When I was living the experience that was Comeback Season, someone close to me said, “You have to find love at the end of the book or nobody will want to buy it.”

[Remember, I didn’t meet my husband until after the book was published.]

I said, “But I didn’t meet anyone. No one special anyway.”

“Well, then just end the book at a moment when you are dating someone,” he said. “Give the reader some hope.”

This isn’t what I ended up doing, but the conversation did make me think a lot about where writers end “relationship stories” and why .

take this waltzOne of the best films I saw this year was Sarah Polley’s Take This Waltz about a married woman (Michelle Williams) contemplating whether or not to have an affair. For most of the movie, I thought the dramatic question was “Which one of these two guys will she end up with: her husband or the neighbor?”[Spoiler alert!] Then she chooses the neighbor, and they embrace.

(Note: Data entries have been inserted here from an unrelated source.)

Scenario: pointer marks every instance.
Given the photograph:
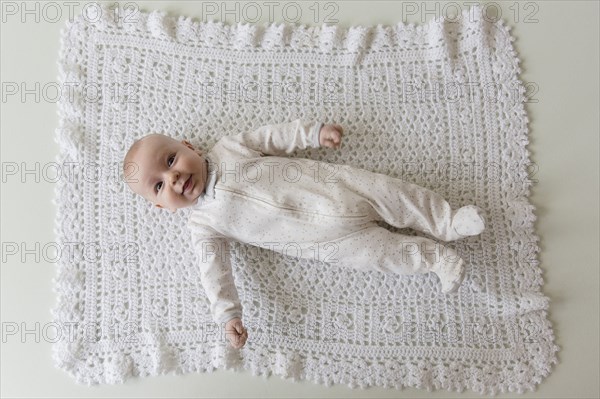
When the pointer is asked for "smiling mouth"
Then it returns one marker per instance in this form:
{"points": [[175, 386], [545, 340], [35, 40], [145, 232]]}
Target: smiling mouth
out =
{"points": [[187, 185]]}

If the movie had ended there, it might have been your typical rom-com. But it doesn’t end there. It keeps going. You get a montage of Williams’s relationship with the neighbor, which moves from passionate to mature (slightly dull) love. I’m not sure how much time passes in this montage, but for fun, let’s say four years. Clearly, Williams isn’t sure if she made the right decision leaving her husband, and her former sister-in-law (Sarah Silverman) says, “Life has a gap in it. It just does. You don’t go crazy trying to fill it like some lunatic.”

Mind the Gap

Last week, I took my husband out for his birthday. We had a perfect day. And I said, “Can you believe that just one week ago, we were fighting so bad I thought we were going to have to get a divorce?” And he said, “I don’t even remember that.”

If you’d ended the movie of our marriage a week earlier, it would have been as depressing as the day the Colts released Peyton Manning, but a week later,  it was all Harry kissing Sally on New Year’s Eve/Rudy! Rudy! Rudy!/”You had me at hello.”

Being married isn’t one decision. Being married is deciding to stay married every single day. It’s hard. It’s boring. It’s not terribly cinematic.

A lot of people want to get married because they want to perform “Being Married” in front of other people–in real life and on Facebook.

I know you know what I’m talking about.

Maybe I’m guilty of this sometimes, too. I share our good moments, but not our bad. I don’t especially like admitting that my marriage isn’t perfect–there’s some shame involved in telling you that–but maybe if I tell you that I’m trying to mind the gap, it will help you mind it, too.

Maybe  the best way to give you hope–whether you’re married or not–is to tell you that my own love story has Happy Ending Days and Bummer Ending Days, and that’s the way it’s supposed to be.